Die Billigairline peilt auch Flüge in Städte wie Dallas, Honolulu und Johannesburg an. Laut Ole Christian Melhus, dem Chef der Airline in Argentinien, sollen die US-Flüge Ende 2018 starten. Zunächst beginnt Norwegian Air Argentinas mit inner-argentinischen Flügen und Zielen innerhalb Lateinamerikas.

Norwegian will ein großes Stück des Kuchens ergattern, den die argentinische Luftfahrtbehörde den Billigairlines derzeit anbietet. In den vergangenen 15 Jahren waren am Himmel über Argentinien weitgehend Flugzeuge der staatlichen Aerolíneas Argentinas unterwegs.

Seit 2016 hat die Luftfahrtbehörde begonnen, den Markt schrittweise für Billiganbieter zu öffnen. Norwegian hat in rasantem Tempo Flugzeuge beschafft und ihre Ziele über den Globus ausgeweitet - von kleineren Städten in den USA bis hin zu Zielen in Südostasien.

Zugleich sieht Norwegian-Chef Bjorn Kjos sich immer wieder genötigt, Spitzen der Konkurrenz-Airlines zu begegnen, die gerne öffentlich die Liquidität von Norwegian anzweifeln.

Bis zu 70 neue Flugzeuge


Laut Melhus wird Norwegian für die Argentinien-Pläne der Airline 50 bis 70 Flugzeuge leasen und 3.200 Mitarbeiter einstellen. Norwegian liebäugelt dabei mit Boeing 737-800 für Inlandsflüge, 737 Max für Regionalflüge und dem 787 Dreamliner oder dem Airbus A321neo für Langstreckenflüge.

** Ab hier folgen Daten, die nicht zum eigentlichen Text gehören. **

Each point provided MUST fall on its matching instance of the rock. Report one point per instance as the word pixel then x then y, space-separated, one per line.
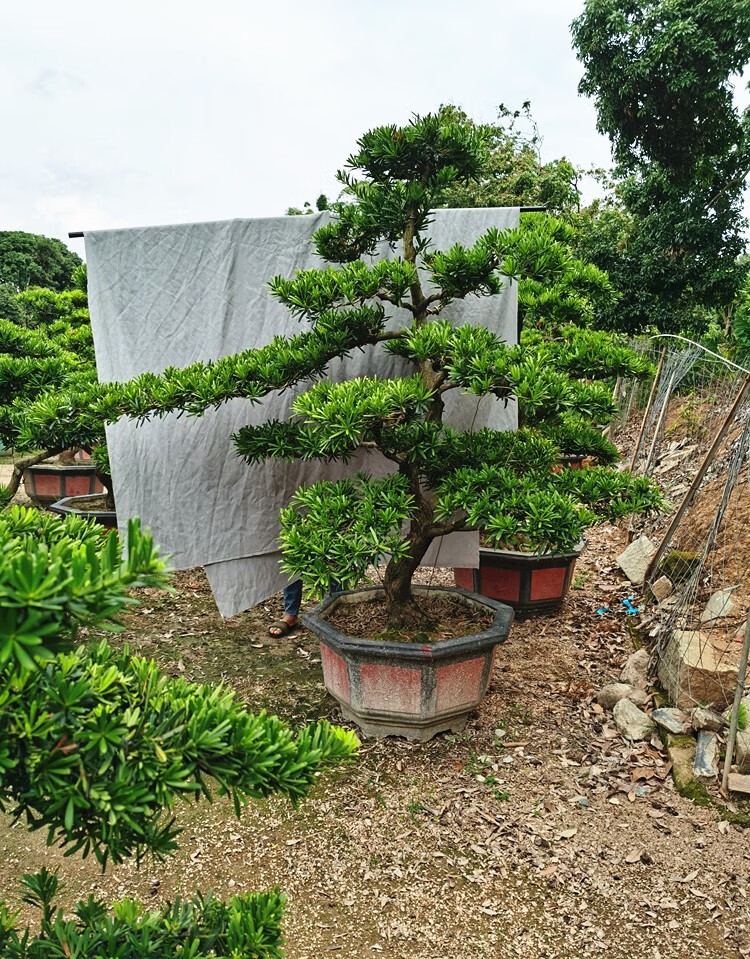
pixel 719 606
pixel 611 694
pixel 632 722
pixel 707 719
pixel 673 720
pixel 662 588
pixel 635 670
pixel 742 742
pixel 706 762
pixel 739 784
pixel 690 673
pixel 634 560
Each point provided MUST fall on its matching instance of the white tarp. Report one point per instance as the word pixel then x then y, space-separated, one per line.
pixel 171 295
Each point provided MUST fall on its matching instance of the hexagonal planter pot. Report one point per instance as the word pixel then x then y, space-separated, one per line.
pixel 46 484
pixel 573 461
pixel 529 582
pixel 408 689
pixel 71 506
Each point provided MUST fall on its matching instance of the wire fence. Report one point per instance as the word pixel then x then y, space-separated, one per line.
pixel 690 431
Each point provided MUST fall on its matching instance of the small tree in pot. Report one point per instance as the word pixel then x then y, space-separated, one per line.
pixel 502 484
pixel 39 361
pixel 498 483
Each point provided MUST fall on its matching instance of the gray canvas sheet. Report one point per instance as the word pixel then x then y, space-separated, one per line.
pixel 171 295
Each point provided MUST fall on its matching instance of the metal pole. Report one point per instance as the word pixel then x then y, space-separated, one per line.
pixel 677 518
pixel 651 396
pixel 734 719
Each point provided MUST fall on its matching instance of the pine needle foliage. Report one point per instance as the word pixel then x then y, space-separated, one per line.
pixel 560 377
pixel 97 746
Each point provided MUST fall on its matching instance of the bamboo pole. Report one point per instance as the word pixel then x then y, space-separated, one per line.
pixel 734 719
pixel 660 423
pixel 607 431
pixel 697 480
pixel 650 403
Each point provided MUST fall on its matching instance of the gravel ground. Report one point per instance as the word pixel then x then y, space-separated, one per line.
pixel 538 832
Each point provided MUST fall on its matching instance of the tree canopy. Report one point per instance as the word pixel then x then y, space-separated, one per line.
pixel 27 259
pixel 513 173
pixel 661 75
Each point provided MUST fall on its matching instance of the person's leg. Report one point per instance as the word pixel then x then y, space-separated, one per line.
pixel 292 603
pixel 293 599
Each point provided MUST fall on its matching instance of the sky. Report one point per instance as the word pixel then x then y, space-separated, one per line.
pixel 156 112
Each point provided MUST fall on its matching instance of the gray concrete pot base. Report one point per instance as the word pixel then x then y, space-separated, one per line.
pixel 414 690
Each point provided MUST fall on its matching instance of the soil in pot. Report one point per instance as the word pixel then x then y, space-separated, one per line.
pixel 447 618
pixel 92 504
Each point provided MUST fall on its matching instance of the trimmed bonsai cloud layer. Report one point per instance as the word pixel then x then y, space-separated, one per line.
pixel 446 617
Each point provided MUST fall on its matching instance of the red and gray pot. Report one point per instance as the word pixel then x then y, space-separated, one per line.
pixel 529 582
pixel 69 506
pixel 45 484
pixel 414 690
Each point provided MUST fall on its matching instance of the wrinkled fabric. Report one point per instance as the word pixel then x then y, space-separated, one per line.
pixel 171 295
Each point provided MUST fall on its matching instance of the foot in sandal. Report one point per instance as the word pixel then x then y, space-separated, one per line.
pixel 284 626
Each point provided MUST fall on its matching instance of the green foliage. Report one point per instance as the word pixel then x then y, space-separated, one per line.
pixel 247 926
pixel 96 746
pixel 27 259
pixel 513 173
pixel 50 352
pixel 135 737
pixel 334 531
pixel 43 306
pixel 560 376
pixel 660 74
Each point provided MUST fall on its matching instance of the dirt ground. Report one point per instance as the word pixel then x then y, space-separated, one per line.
pixel 538 832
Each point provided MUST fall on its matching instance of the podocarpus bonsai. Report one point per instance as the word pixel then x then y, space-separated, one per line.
pixel 500 483
pixel 96 746
pixel 46 349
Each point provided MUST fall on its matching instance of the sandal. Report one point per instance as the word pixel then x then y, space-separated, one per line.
pixel 283 628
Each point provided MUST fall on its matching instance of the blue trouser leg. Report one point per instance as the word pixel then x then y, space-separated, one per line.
pixel 293 596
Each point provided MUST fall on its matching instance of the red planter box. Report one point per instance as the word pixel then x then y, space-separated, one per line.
pixel 528 582
pixel 47 484
pixel 68 506
pixel 407 689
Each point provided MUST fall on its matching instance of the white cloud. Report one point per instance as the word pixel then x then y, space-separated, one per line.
pixel 178 111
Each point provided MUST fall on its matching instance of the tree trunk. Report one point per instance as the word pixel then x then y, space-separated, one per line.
pixel 68 457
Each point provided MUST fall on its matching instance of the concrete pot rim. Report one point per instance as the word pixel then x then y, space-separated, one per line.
pixel 47 468
pixel 67 507
pixel 521 554
pixel 496 633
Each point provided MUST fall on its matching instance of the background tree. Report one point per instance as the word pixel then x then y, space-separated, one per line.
pixel 513 173
pixel 660 73
pixel 47 348
pixel 27 259
pixel 500 483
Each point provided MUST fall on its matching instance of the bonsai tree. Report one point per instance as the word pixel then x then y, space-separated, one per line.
pixel 96 746
pixel 500 483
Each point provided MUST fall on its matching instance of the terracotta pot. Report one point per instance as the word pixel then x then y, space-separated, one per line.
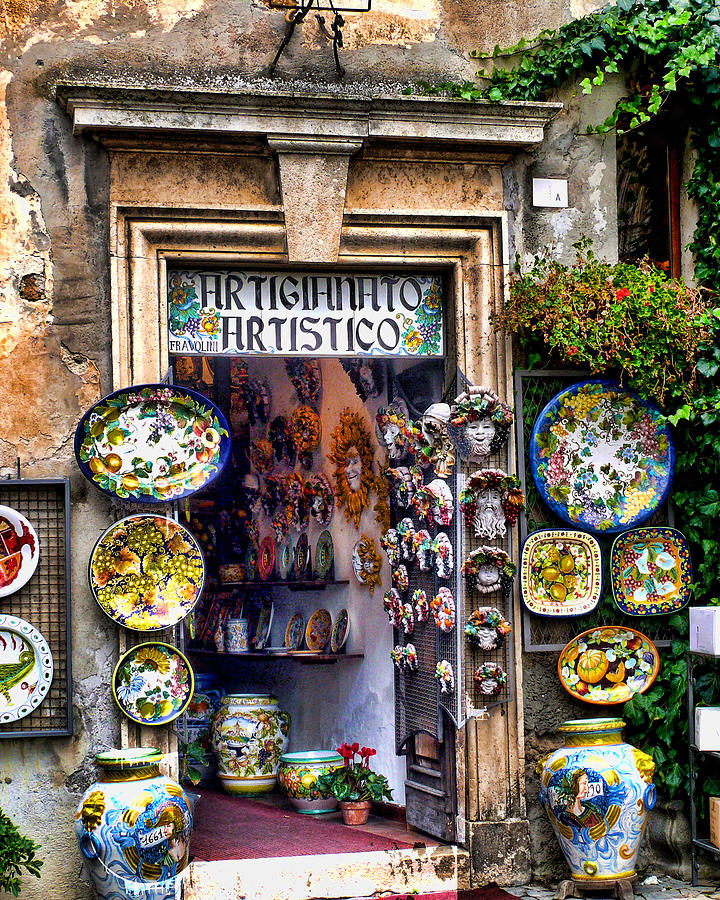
pixel 355 812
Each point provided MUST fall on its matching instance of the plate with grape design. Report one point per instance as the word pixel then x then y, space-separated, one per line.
pixel 601 456
pixel 651 571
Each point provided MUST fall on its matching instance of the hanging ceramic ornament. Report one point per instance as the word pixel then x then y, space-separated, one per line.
pixel 443 608
pixel 489 569
pixel 442 552
pixel 490 501
pixel 390 429
pixel 486 628
pixel 445 675
pixel 479 424
pixel 490 678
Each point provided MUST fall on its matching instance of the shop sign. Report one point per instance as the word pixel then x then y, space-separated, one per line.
pixel 304 314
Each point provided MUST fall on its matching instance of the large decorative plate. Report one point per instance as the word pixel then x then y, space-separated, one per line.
pixel 650 571
pixel 608 664
pixel 561 572
pixel 317 630
pixel 19 550
pixel 26 668
pixel 294 632
pixel 324 555
pixel 153 683
pixel 152 443
pixel 601 457
pixel 146 572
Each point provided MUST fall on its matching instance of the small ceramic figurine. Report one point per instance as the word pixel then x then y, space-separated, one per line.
pixel 479 424
pixel 445 675
pixel 490 501
pixel 390 429
pixel 489 569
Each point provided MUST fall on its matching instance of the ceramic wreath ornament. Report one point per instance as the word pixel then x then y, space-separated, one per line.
pixel 490 501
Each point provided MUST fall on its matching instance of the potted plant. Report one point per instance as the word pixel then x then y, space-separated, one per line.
pixel 355 785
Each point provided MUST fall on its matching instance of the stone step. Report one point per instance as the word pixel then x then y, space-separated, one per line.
pixel 433 870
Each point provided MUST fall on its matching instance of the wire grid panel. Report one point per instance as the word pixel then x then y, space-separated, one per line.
pixel 44 600
pixel 533 390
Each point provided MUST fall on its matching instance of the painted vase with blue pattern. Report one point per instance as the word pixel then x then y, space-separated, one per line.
pixel 134 826
pixel 597 791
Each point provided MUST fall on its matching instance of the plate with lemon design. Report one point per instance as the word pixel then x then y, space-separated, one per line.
pixel 561 572
pixel 153 683
pixel 152 443
pixel 146 572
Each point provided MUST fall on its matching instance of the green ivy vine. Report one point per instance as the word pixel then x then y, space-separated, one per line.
pixel 669 53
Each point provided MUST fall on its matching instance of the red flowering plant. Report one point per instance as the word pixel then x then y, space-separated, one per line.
pixel 355 780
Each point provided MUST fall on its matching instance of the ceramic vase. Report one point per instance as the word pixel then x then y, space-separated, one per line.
pixel 134 826
pixel 249 735
pixel 298 775
pixel 597 791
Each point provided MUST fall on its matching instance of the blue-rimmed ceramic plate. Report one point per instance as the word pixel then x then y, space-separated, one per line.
pixel 152 443
pixel 650 571
pixel 601 456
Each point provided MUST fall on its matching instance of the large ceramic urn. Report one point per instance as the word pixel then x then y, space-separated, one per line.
pixel 597 791
pixel 133 826
pixel 249 735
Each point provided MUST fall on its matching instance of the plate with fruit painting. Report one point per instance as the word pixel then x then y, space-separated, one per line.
pixel 602 457
pixel 650 571
pixel 152 443
pixel 608 664
pixel 561 572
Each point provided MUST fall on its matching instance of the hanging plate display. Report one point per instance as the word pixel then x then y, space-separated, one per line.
pixel 324 555
pixel 19 550
pixel 561 572
pixel 266 558
pixel 317 631
pixel 26 668
pixel 608 664
pixel 153 683
pixel 152 443
pixel 146 572
pixel 650 571
pixel 601 457
pixel 341 630
pixel 294 632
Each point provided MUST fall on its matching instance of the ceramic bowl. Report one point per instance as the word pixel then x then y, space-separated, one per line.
pixel 298 775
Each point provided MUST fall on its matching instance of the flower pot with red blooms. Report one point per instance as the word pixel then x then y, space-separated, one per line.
pixel 355 785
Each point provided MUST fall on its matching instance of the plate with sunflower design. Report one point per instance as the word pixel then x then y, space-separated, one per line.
pixel 146 572
pixel 153 683
pixel 152 443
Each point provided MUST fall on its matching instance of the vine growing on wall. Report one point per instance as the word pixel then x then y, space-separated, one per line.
pixel 669 52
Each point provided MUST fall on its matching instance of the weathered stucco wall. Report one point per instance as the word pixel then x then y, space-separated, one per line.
pixel 54 262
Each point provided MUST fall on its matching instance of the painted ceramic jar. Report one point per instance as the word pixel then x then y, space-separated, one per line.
pixel 298 775
pixel 249 735
pixel 133 826
pixel 597 791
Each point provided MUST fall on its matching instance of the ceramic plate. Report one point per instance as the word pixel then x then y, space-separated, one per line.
pixel 317 631
pixel 650 571
pixel 285 558
pixel 601 457
pixel 608 664
pixel 324 555
pixel 561 572
pixel 153 683
pixel 19 550
pixel 302 557
pixel 152 443
pixel 266 558
pixel 146 572
pixel 294 632
pixel 26 668
pixel 341 629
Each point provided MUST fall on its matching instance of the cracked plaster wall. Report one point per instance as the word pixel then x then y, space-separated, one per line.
pixel 54 283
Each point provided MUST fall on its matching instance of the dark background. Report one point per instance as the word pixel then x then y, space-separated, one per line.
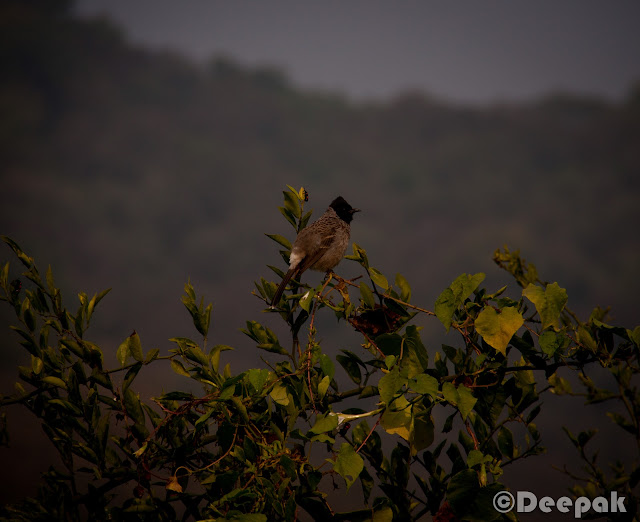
pixel 139 153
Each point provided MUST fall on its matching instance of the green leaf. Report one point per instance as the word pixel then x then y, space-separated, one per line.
pixel 560 385
pixel 133 406
pixel 497 329
pixel 131 375
pixel 279 394
pixel 323 386
pixel 258 378
pixel 550 342
pixel 326 365
pixel 152 355
pixel 351 366
pixel 421 433
pixel 179 368
pixel 367 296
pixel 123 352
pixel 405 289
pixel 55 381
pixel 36 364
pixel 135 347
pixel 460 397
pixel 425 384
pixel 548 302
pixel 634 335
pixel 505 442
pixel 349 464
pixel 415 359
pixel 281 240
pixel 453 296
pixel 585 338
pixel 397 418
pixel 292 204
pixel 378 278
pixel 390 385
pixel 324 424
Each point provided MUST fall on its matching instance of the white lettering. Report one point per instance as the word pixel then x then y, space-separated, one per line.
pixel 564 504
pixel 545 504
pixel 617 504
pixel 526 495
pixel 600 505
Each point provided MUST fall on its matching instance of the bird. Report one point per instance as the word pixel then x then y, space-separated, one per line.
pixel 321 245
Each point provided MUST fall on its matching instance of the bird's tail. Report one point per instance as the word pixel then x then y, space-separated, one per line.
pixel 285 280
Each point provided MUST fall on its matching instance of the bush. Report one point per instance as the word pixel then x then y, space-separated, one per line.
pixel 242 450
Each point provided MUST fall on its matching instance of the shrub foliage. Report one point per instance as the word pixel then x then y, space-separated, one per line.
pixel 273 443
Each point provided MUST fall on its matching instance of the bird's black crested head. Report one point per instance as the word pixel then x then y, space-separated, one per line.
pixel 343 209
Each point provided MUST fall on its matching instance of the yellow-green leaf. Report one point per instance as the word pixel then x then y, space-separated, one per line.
pixel 548 302
pixel 349 464
pixel 55 381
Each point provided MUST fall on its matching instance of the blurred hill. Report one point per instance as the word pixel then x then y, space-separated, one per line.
pixel 136 170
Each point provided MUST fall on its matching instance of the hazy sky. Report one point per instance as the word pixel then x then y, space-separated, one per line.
pixel 462 51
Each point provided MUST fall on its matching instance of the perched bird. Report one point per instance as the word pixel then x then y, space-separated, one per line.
pixel 321 245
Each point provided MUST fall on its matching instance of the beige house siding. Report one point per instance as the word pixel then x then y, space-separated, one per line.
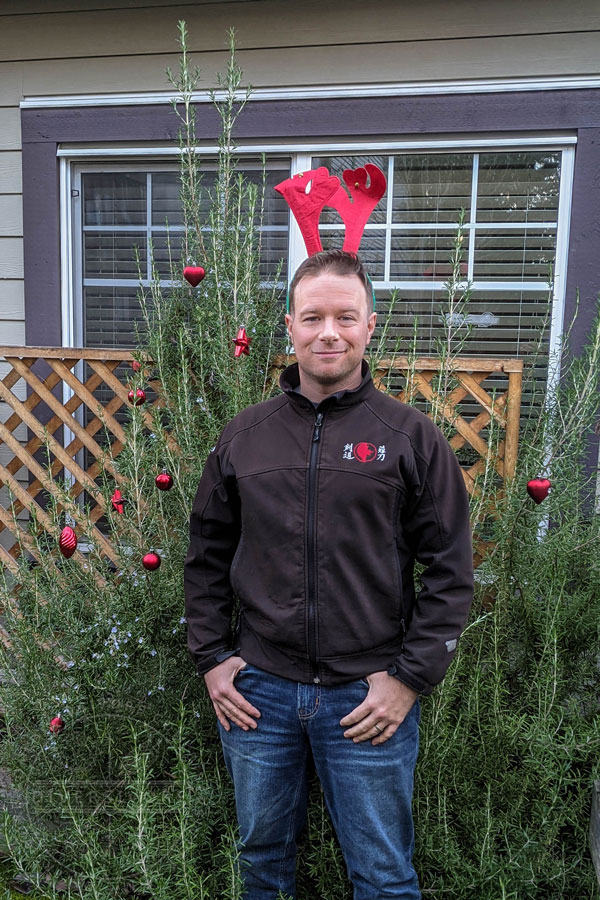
pixel 50 48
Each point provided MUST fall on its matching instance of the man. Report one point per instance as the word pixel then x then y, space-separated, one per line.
pixel 312 509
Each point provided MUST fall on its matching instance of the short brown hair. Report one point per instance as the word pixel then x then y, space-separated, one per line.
pixel 338 262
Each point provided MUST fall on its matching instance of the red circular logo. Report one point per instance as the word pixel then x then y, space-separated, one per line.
pixel 365 452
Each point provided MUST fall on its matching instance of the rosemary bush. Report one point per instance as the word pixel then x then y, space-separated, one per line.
pixel 132 798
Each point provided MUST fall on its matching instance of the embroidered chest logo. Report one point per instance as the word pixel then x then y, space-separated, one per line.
pixel 364 451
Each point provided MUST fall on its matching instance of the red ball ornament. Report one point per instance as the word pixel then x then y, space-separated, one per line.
pixel 67 542
pixel 242 343
pixel 538 489
pixel 164 481
pixel 137 397
pixel 56 725
pixel 151 561
pixel 194 274
pixel 117 501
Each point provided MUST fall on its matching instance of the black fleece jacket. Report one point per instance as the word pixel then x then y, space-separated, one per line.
pixel 313 517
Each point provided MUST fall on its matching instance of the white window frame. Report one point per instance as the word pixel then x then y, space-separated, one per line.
pixel 73 161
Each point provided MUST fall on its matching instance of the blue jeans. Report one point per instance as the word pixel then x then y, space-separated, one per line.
pixel 367 789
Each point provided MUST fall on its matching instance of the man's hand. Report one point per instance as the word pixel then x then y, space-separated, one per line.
pixel 386 705
pixel 229 703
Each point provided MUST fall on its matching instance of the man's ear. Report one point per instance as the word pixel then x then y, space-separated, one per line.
pixel 371 326
pixel 289 319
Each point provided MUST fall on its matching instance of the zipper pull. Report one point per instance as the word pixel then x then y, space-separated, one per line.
pixel 317 430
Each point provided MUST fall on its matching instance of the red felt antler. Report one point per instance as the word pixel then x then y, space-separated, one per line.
pixel 356 212
pixel 308 192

Die argentinische Luftfahrtbehörde ANAC hat Norwegian im Oktober 2017 die Erlaubnis erteilt, 153 der 156 beantragten nationalen und internationalen Strecken zu bedienen. Der erste Flug der Billigairline von London nach Argentinien ist für den 14. Februar 2018 angesetzt: zum Preis von 700 US-Dollar.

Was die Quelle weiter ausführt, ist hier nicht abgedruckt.